Motion du comité de direction de l’Institut des Hautes Études de l’Amérique Latine

 

La validation par le Conseil d’État du principe de droits d’inscription multipliés par 10, 15 ou 16 (de 170 à 2770 euros au niveau de la licence, de 243 euros à 3770 euros au niveau du master, de 380 à 3770 euros au niveau du doctorat) pour les étudiants extra-européens venant suivre un cursus dans une université française constitue un pas supplémentaire vers la mise à mort d’un service public de l’enseignement supérieur et de la recherche. L’idée d’une différence de traitement fondée sur le critère de la nationalité est une atteinte aux principes d’égalité et d’universalité, particulièrement malvenue au moment où les idéologies racistes et les nationalismes agressifs inclinent un peu partout dans le monde à la fermeture des frontières et à l’assignation identitaire. La décision du gouvernement repose sur une logique économique douteuse selon laquelle une bonne formation serait nécessairement une formation onéreuse, puisque l’argent est désormais le critère premier de la mesure du monde et de la société. C’est oublier que cette population étudiante, au sein de laquelle figurent tant des membres des milieux défavorisés ou des classes moyennes que des membres des élites, fait le choix de la France en raison des nombreuses filières d’excellence qu’elle propose et des valeurs d’égalité et d’universalité qu’elle véhicule. Or ce sont précisément, au bout du compte, ces valeurs démocratiques que la décision du gouvernement remet en cause, tout comme son obstination à faire passer en force la Loi de Programmation Pluriannuelle de la Recherche.

 

Largement dénoncée et combattue depuis janvier par un mouvement réunissant tous les acteurs de l’enseignement supérieur et de la recherche, la LPPR prévoit de renforcer la compétition entre tou·tes pour des financements et des postes toujours plus rares et plus précaires, tout en augmentant le transfert de financements et de résultats de la recherche du public vers le privé.
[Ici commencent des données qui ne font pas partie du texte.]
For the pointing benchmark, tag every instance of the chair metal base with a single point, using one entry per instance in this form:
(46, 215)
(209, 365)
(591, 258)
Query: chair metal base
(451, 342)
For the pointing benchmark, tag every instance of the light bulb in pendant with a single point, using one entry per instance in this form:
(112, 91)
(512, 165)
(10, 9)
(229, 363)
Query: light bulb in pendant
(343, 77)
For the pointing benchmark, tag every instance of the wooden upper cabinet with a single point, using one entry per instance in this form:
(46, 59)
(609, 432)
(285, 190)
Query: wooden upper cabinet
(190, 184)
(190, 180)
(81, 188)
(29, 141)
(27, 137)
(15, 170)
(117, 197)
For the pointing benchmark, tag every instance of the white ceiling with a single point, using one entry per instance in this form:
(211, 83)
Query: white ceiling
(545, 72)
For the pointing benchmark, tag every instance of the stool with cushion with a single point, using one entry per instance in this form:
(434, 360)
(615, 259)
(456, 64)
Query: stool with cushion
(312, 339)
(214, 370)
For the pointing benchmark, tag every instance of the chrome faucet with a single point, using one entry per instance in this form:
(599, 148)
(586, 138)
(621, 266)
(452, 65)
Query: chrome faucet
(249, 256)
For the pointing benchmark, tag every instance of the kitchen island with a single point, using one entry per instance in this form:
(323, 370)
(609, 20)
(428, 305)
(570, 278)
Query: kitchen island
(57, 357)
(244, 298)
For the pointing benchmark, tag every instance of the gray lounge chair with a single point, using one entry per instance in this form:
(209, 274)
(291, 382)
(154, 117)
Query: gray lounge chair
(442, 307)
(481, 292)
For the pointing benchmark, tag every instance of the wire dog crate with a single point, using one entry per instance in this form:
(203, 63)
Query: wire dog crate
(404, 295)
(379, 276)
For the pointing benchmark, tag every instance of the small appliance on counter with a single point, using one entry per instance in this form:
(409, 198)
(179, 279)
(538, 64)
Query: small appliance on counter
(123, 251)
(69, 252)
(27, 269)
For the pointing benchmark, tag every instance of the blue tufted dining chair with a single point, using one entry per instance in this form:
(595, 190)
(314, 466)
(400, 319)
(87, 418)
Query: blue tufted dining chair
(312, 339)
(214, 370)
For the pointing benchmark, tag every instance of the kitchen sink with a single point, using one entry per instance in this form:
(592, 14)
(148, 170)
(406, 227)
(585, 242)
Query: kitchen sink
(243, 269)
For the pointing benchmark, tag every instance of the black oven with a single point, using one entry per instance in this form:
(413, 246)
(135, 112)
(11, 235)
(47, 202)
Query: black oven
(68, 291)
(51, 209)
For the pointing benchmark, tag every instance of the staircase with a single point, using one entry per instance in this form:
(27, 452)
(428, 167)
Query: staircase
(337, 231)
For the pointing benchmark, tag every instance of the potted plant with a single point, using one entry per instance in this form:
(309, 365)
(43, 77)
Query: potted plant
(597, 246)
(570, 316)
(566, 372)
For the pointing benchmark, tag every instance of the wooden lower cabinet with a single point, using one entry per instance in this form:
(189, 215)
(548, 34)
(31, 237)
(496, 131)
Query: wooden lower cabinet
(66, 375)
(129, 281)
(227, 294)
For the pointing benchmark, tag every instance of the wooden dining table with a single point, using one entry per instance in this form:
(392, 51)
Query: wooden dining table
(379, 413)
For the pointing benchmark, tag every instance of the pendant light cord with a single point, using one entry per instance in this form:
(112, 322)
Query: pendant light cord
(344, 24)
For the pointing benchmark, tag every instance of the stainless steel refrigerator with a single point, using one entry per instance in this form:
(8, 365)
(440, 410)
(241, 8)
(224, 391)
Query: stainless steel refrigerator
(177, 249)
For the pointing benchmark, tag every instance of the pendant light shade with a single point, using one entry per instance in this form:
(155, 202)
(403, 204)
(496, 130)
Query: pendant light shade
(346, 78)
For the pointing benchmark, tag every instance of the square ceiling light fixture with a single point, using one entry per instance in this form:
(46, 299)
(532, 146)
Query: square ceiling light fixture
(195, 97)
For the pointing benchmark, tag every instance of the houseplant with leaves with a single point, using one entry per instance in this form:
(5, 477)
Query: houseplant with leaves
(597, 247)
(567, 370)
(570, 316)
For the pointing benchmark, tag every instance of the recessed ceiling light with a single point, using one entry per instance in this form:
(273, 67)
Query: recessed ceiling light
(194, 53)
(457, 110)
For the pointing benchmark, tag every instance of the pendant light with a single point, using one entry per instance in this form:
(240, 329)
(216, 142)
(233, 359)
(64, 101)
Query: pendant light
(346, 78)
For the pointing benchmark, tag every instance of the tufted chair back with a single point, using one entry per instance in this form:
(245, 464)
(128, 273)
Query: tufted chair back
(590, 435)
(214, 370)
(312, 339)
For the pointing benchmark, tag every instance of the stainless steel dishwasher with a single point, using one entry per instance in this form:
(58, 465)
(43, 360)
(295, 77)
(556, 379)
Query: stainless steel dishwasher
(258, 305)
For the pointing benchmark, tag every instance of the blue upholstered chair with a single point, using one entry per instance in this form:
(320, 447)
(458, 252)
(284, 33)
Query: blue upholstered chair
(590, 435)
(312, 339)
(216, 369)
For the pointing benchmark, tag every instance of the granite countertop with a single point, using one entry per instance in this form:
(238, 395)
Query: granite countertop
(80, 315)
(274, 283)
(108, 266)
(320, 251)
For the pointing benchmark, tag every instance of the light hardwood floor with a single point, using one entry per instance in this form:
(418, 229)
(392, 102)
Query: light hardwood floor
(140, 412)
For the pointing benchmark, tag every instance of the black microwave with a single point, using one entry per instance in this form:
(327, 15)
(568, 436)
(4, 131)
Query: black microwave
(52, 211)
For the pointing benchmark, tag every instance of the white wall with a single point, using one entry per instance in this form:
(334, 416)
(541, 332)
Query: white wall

Parmi les dispositions prévues, l’instauration de « tenure tracks », qui pourraient représenter jusqu’à un quart des nouveaux recrutements de directeurs de recherche et de professeurs des universités, risque de faire exploser les inégalités de salaire et de statut dans les universités, menaçant ainsi les collectifs de travail qui les font fonctionner. Surtout, la LPPR est susceptible d’aggraver considérablement la vulnérabilité et la précarité qui sont désormais le lot des jeunes chercheurs, et donc de rendre les carrières de l’enseignement et de la recherche encore moins attractives. Ce constat a notamment été fait par le Conseil économique, social et environnemental, dont le récent rapport dénonce avec fermeté les effets pervers de la LPPR.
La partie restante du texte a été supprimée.